前方では、もしかしたら、誰かが・・・・スバル達が戦闘機人と戦っているのかもしれない・・・・。

もう、母の様に戦闘機人に誰かを殺される様な事態は真っ平ゴメンだ。

同じ戦闘機人である自分がこれ以上戦闘機人の被害者を増やさないようにしなければならない。

その決意がギンガ・ナカジマを現場へ急がせた。

 

 

「ISランブルデトネイター」

チンクが投げたナイフは突然爆発した。

「くっ」

爆発による衝撃波と破片がギンガを襲う。

(やり辛い・・・・紙一重でかわせば爆発の衝撃波と破片をモロに浴びるし、大きくかわせばかわした先に新たなナイフが襲いかかってくる・・・・接近戦闘に持ち込むにしても、その隙がなかなか見つからない)

(それにさっきっから魔力がどうも安定しない・・・・せめて此処が屋外ならば、もう少し魔力が安定するのに・・・・)

現在ギンガがいるのは屋内のため、AMFが蔓延しやすい状況となっていた。

それによりギンガは大技を繰り出せにくくなっている。

(これ、少しヤバいかも・・・・)

ギンガの頬から緊張の冷や汗が一筋流れる。

そこへ、更に

「またせたね、チンク姉」

「チンク姉、援軍に来たッスよ」

チンクと呼ばれた少女が着ている青いボディースーツと同じ型のボディースーツを着た赤髪の少女二人が来た。

三対一・・・・。

数においても絶対不利となった。

 

「そんじゃ行くぜ!!タイプゼロ・ファースト!!」

どことなく妹に似ている少女がローラーブーツを加速させ、ギンガに接近し、拳と蹴りのラッシュをお見舞いしてくる。

ギンガは刀や体をひねり、拳と蹴りをかわす。

すると、突然少女はギンガから距離をとる。

少女がギンガから離れた瞬間、強力なエネルギー波がギンガを襲った。

それはもう一人の赤髪の少女が手に持っている盾から放たれたものだった。

少女が持っている盾の先には砲門が付いており、攻守の両方を兼ね揃えた武器だった。

「だんちゃ〜くぅ〜」

ギンガに砲撃を加えた少女はしてやったりと言わんばかりに、にししと笑みを浮かべていた。

しかし、爆煙が晴れると、そこにあったのは傷ついたギンガの姿ではなく、分厚い氷の盾で守られたギンガの姿だった。

ギンガは咄嗟に防御魔法を展開し、直撃を回避した。

「なかなか、やるではないか。

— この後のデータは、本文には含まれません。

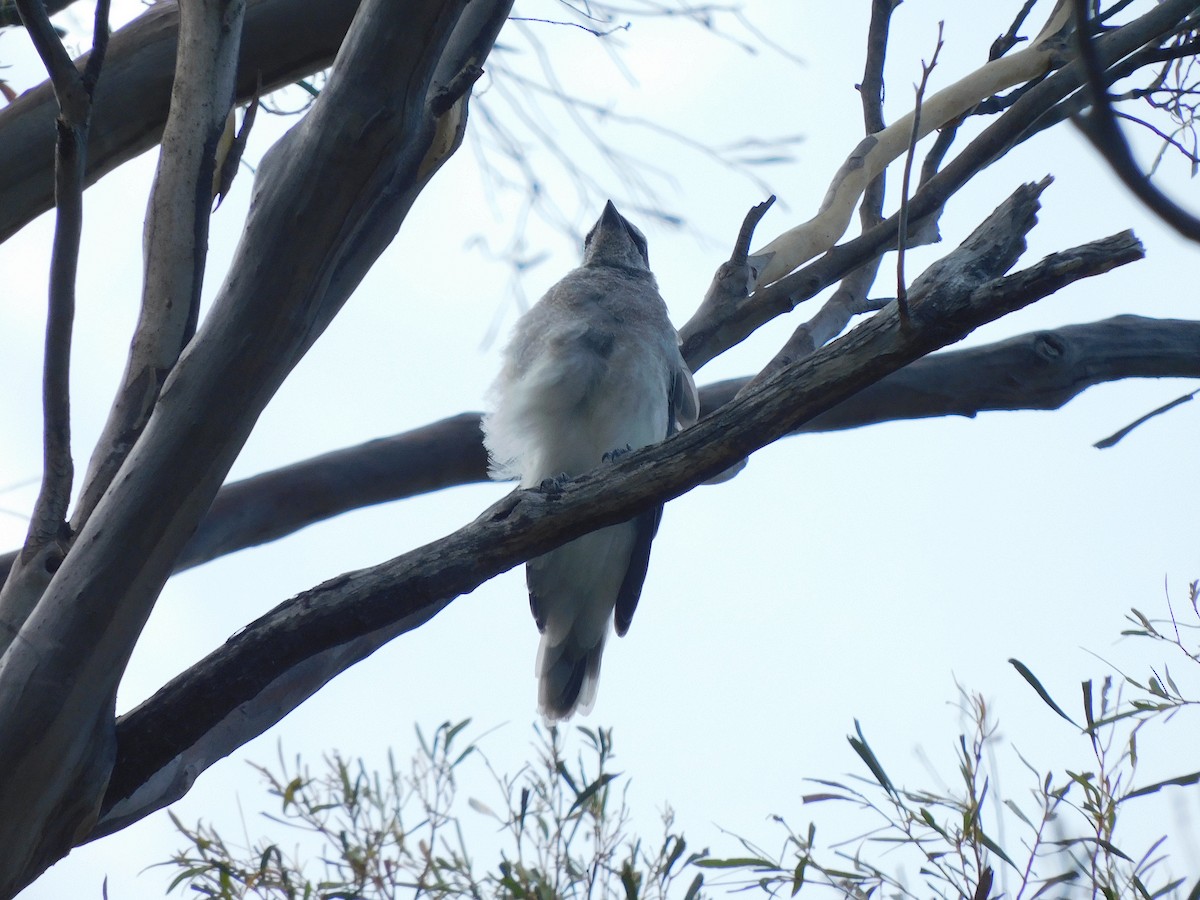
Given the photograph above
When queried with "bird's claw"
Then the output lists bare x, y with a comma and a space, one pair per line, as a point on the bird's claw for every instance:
555, 485
613, 455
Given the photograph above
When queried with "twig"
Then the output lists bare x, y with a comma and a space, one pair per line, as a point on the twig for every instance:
903, 237
745, 234
1116, 437
1101, 129
850, 298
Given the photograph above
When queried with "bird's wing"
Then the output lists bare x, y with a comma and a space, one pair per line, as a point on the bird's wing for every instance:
684, 402
683, 409
646, 526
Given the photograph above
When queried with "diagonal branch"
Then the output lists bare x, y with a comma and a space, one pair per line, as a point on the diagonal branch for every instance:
267, 669
373, 125
283, 40
1043, 370
706, 336
45, 541
177, 231
1101, 127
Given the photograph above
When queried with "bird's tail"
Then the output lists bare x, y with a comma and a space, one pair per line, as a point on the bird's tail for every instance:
568, 675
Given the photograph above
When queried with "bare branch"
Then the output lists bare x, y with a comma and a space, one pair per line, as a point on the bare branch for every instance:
1116, 437
177, 231
851, 295
48, 534
875, 153
375, 124
249, 683
282, 40
903, 237
1101, 127
706, 336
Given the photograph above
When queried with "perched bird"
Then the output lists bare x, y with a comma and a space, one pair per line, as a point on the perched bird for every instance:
593, 369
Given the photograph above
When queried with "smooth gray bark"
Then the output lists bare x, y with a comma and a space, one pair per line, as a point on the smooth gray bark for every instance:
381, 123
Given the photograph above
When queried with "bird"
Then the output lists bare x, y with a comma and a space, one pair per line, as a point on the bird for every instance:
593, 370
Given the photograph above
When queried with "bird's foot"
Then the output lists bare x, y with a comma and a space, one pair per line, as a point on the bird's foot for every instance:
613, 455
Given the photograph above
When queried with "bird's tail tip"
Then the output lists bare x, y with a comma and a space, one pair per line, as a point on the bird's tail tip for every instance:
568, 677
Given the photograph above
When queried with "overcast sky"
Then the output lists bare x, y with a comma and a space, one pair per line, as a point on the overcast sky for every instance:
845, 576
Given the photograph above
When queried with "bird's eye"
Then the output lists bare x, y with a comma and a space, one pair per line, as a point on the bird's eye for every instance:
640, 243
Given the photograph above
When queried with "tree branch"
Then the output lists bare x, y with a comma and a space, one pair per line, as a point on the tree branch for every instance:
285, 40
372, 125
1101, 127
177, 231
47, 538
262, 671
876, 151
1042, 371
707, 335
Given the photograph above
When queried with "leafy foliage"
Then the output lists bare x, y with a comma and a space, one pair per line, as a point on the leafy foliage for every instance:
564, 832
565, 829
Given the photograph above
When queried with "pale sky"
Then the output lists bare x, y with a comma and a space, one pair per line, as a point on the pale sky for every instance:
845, 576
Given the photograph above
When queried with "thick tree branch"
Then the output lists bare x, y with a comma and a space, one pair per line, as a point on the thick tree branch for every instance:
851, 294
373, 126
707, 335
876, 151
10, 15
1101, 127
258, 675
283, 40
48, 535
177, 231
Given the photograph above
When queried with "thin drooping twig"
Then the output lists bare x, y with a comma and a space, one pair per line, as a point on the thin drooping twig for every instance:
903, 237
1101, 127
1035, 371
850, 298
1113, 439
73, 90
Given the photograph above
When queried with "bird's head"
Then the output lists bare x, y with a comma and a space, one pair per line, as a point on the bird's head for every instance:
616, 241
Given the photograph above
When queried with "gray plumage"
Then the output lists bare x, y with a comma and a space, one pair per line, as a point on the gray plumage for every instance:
593, 367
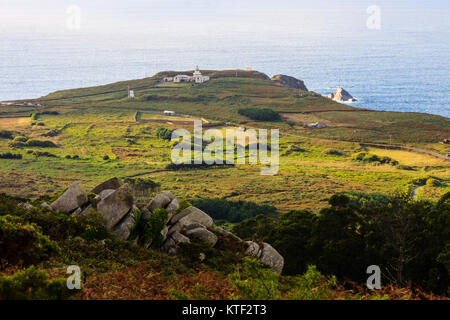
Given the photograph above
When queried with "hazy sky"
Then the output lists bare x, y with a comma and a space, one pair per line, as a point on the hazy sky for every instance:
215, 16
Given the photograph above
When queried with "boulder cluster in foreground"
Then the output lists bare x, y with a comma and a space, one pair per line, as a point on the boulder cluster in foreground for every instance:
115, 201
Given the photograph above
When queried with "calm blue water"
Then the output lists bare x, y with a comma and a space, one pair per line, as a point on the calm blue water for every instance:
402, 67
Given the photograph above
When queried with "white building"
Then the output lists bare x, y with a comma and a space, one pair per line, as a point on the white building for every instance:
196, 77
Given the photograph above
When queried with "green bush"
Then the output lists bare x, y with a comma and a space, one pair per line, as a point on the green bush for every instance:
260, 114
41, 143
373, 158
16, 144
232, 211
334, 152
52, 133
89, 226
405, 167
5, 134
164, 133
33, 284
433, 182
183, 205
20, 139
44, 154
154, 226
255, 281
23, 243
9, 155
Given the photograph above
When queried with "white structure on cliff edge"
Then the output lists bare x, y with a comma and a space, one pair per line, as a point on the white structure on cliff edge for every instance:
196, 77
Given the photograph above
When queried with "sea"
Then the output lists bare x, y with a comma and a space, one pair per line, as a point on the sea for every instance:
402, 66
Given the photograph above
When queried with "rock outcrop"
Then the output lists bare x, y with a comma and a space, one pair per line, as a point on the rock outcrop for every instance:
116, 205
342, 95
115, 202
73, 198
290, 82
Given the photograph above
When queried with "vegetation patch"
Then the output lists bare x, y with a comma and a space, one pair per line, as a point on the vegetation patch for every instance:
260, 114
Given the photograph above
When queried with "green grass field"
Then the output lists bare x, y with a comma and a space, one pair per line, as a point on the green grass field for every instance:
96, 122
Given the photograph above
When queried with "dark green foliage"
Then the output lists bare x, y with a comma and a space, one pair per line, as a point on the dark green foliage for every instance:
44, 154
32, 143
50, 113
89, 226
407, 239
9, 155
339, 200
142, 183
232, 211
260, 114
5, 134
20, 139
41, 143
224, 257
258, 227
164, 133
154, 226
373, 158
52, 133
33, 284
23, 243
334, 152
188, 166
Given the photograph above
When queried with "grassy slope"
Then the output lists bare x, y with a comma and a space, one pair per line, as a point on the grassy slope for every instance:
97, 125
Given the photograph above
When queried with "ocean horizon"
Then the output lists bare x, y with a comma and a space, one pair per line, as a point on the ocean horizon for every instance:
403, 66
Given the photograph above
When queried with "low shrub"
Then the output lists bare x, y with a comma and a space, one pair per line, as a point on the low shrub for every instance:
41, 143
52, 133
154, 226
260, 114
433, 182
405, 167
44, 154
15, 144
373, 158
23, 243
89, 226
20, 139
9, 155
333, 152
164, 133
232, 211
5, 134
33, 284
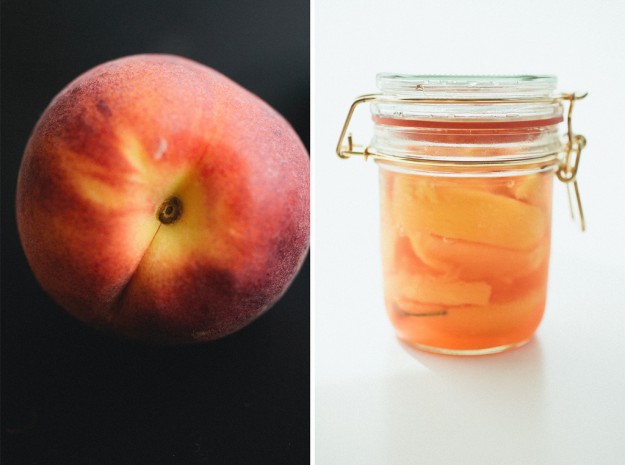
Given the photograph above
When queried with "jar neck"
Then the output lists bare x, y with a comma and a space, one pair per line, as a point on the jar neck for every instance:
512, 142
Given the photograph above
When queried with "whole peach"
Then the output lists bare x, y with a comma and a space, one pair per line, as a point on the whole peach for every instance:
160, 200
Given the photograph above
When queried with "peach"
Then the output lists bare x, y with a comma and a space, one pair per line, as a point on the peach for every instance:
159, 200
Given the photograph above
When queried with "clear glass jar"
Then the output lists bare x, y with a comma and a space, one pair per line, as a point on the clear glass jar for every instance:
466, 169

タイプゼロ・ファースト」

チンクが感心したように言う。

「しかし、ここまではあくまで前座・・・・本番は・・・・」

チンクがセリフを言いながらアイコンタクトで二人に指示を送る。

「これからだぜ!!」

ローラーブーツの少女が再びギンガに近接戦闘を仕掛け、頃合いを見て、離脱、次に今度はチンクがナイフを投げ、かわした先にもう一人の少女がギンガを砲撃してくる。

三身一体の攻撃にギンガの体力は削られ始めた。

「くっ」

ギンガは歯を食いしばりながら三人を睨む。

ギンガの頬には一筋の切り傷があり、そこからは血が流れ出ている。

頬の他にも腕や肩を負傷し、そこからも出血が見られる。

あまり、時間をかければ、出血のせいで意識を失うかもしれない。

この場から逃げようにも既にタイミングを逃した。

一対一の時ならばそれは可能だったかもしれないが、三対一となったこの状況では、逃げるにも、難しい。

何より相手がこちらに撤退する隙を与えないだろう。

相手を睨み、この状況を変える・・・・ないし、この状況から脱する考えを巡らせているギンガの耳に後方からローラーブーツの機動音が聞こえてきた。

(まさか、もう一人来たの!?まずい!!この状況では挟み撃ちにされる!!)

ギンガが驚愕しながら背後を振り返ると、

「大丈夫ですか!!」

そこに藍色の長い髪をした少女が飛び込んできた。

「「「「えっ!?」」」」

飛び込んできた少女の姿を見て、ギンガを含め、ボディースーツを着た三人の少女も唖然とした。

なぜなら飛び込んできた少女の姿がタイプゼロ・ファースト(ギンガ)の容姿とそっくりだったのだ。

「えっ!」

飛び込んできた少女も一反応遅れ、ギンガの容姿を見て唖然とした。

「た、タイプゼロ・ファーストが二人だと?」

「ど、どうなっているんッスか?」

皆が唖然としている中、一早く起動したギンガはありったけの魔力を込めると、

「樹白!!」

刀を床に突き刺した。

すると、突き刺した所から薄水色の魔力が床を伝いチンクを含め、ボディースーツを着た三人の少女の膝の部分まで凍らせた。

「わっ!!」

「くっ!!」

「足が!!」

突然の出来事に更に混乱した三人の少女の姿を見て、

「逃げるよ!!」

「えっ?ちょっ・・・・」

ギンガは自分の容姿が似た少女の手をとり、その場から撤退した。

もしかしたら、この少女もあの少女達の仲間なのかもしれないが、身に纏っているバリアジャケットがあの少女達と違う事から彼女が仲間ではないと判断し、あの場に置いて行けば、今度は彼女が傷つけられると思い、この場から連れ出したのだ。

それに連中の言動から自分とこの自分に似ている少女と間違えているフシがあったからである。

 

「ハァハァ・・・・ハァ・・・・ハァ・・・・・」

(血が・・・・意識が・・・・でも・・・・此処で寝ちゃ・・・・・・・)

ギンガと自分に似ている少女はあの場から急いで逃げると、彼女達が追ってこないのを確認し、ギンガは床に座り込む。

戦闘による出血と体力の消耗で意識を失いそうである。

「貴女は・・・・一体・・・・」

自分と容姿が似ている少女が恐る恐る声をかけてきたが、ギンガにそれに答える余裕は無く、ギンガはそのまま意識を失った。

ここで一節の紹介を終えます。